There’s not a lot of positive reinforcement to the performances, as there are really very little breakout moments involving passionate dialogue to push the ranges further. Garrett Hedlund as Lynn’s captain is probably the single most effective performance in the movie, but doesn’t get his warranted chance to shine until the final act. The chemistry between he and Alwyn is certainly there, but I feel their unity could’ve used more emphasis on the battlefield to hammer home their unity as brothers of the squadron. Alwyn is OK, but kind of mutes his performance throughout the movie. I searched for any kind of personality to make him standout, and got nothing. There really isn’t even a legit reason why he is the chosen protagonist instead of someone else in this group. They all witness this tragedy, so what makes him different? Perhaps in his flimsy family supporting characters, led by Kristen Stewart as Billy’s Sister. Stewart once again plays this close to the chest in terms of her emotional delivery, and there’s a missed opportunity to tell more of her character as it relates to her time spent in the army.

Any time a movie title with the word “Long” is in it, you can bet you are in for a rough sit, and thankfully “Billy Lynn’s Long Halftime Walk” didn’t disappoint in keeping that tradition. It’s a cheap, tame, and unfulfilling addition to the wartime drama that misses its mark on nearly every end of the spectrum. This one bored me to death and angered me to tears…..or maybe it’s the other way around.


Keeping Up With the Joneses

The new neighbors next door are harboring a top secret operation that has their neighborhood in shambles. In “Keeping Up With the Joneses”, Jeff and Karen Gaffney (Zack Galifanakis and Isla Fischer) are a suburban couple who’s level of excitement is the routine of children and jobs 24/7. That all changes when good looking neighbors Tim and Natalie Jones move in across the street. Taken aback by their perfect personalities and appearance, the Gaffney’s hatch a plan to learn more about their secretive neighbors after something just not clicking about their daily routines. With some deep digging, the Gaffney’s crack that their newest friends are secret agents for the government, thrusting them into the fast paced action of international espionage. “Keeping Up With the Joneses” is directed by Greg Mottola, and is rated PG-13 for sexual content, action/violence and brief strong language.

“Keeping Up With the Joneses” is the latest in spy comedies that tries a little too hard to push a circle peg into the square. With the exception of 2015’s “Spy”, very few films have exceeded the expectations of mixing two counter opposite genres like the worlds of comedies and spy thrillers. This one doesn’t offer much resolution to that continuing epidemic. It’s poorly timed, bland, and missing an exceptional leading actor to really bring everything together. Just two weeks ago, I mentioned my complete disdain for Zack Galifanakis, and with each role that he gives to his audience I can start to see an actor void of any kind of human energy to get him over the hump of such a thankless character. Simply put, this movie isn’t funny at all, and it’s not even trying. What can be described as the few comedic scenes in the movie were all placed repeatedly in each trailer across America. The people in my theater were loving it, and I always wondered how someone can laugh at something so much that they have heard a hundred times. “The Joneses” didn’t answer that question, but instead surrounded it with a flimsy storyline that they tried to pass off for a third act.

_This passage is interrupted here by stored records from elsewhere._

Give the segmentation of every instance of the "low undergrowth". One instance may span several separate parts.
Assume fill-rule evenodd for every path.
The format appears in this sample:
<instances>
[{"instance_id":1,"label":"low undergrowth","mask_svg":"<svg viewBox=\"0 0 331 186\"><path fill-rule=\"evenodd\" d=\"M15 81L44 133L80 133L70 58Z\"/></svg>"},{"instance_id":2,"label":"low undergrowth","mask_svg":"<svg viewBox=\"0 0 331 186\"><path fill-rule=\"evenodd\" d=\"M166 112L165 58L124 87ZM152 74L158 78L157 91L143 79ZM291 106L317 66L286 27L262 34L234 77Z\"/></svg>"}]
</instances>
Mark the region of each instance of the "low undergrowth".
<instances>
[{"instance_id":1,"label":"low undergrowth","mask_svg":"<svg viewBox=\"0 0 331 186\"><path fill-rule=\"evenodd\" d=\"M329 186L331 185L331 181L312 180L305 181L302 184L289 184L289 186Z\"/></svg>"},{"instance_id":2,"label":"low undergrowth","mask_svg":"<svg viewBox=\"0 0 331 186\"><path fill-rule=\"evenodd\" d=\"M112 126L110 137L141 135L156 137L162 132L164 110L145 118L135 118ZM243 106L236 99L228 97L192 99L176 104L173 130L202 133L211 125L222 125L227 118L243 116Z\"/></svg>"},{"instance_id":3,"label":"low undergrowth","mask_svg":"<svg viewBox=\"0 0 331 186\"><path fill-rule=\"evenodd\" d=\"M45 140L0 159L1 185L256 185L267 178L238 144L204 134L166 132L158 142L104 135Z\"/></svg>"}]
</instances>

That story takes place once the mystique involving our new neighbors gets unveiled, and the Gaffney’s must help them take down an anonymous figure who is heading a group thirsty for insider secrets at the company Jeff works at. Considering this idea took place with forty minutes left in the script, it’s clear to see that the writers have no dedication or desire to persuade the audience into remotely caring about this story arc. This is made even more clearly when the big reveal happens to be someone that the television spots have been giving away shamelessly. So there’s no big surprise at the end of a dull and unfunny trip with these characters. Before this, the first half of the movie centers around the Gaffney’s figuring out why the Joneses are in their neighborhood of all places. It’s a predictable tier to this movie that takes far too long to fish out the answer. On top of it, there’s nothing ever memorable about the material that drifts away from telegraphed direction in every scene. If you like a comedy that you could sit down and write in five minutes, this is your bag baby.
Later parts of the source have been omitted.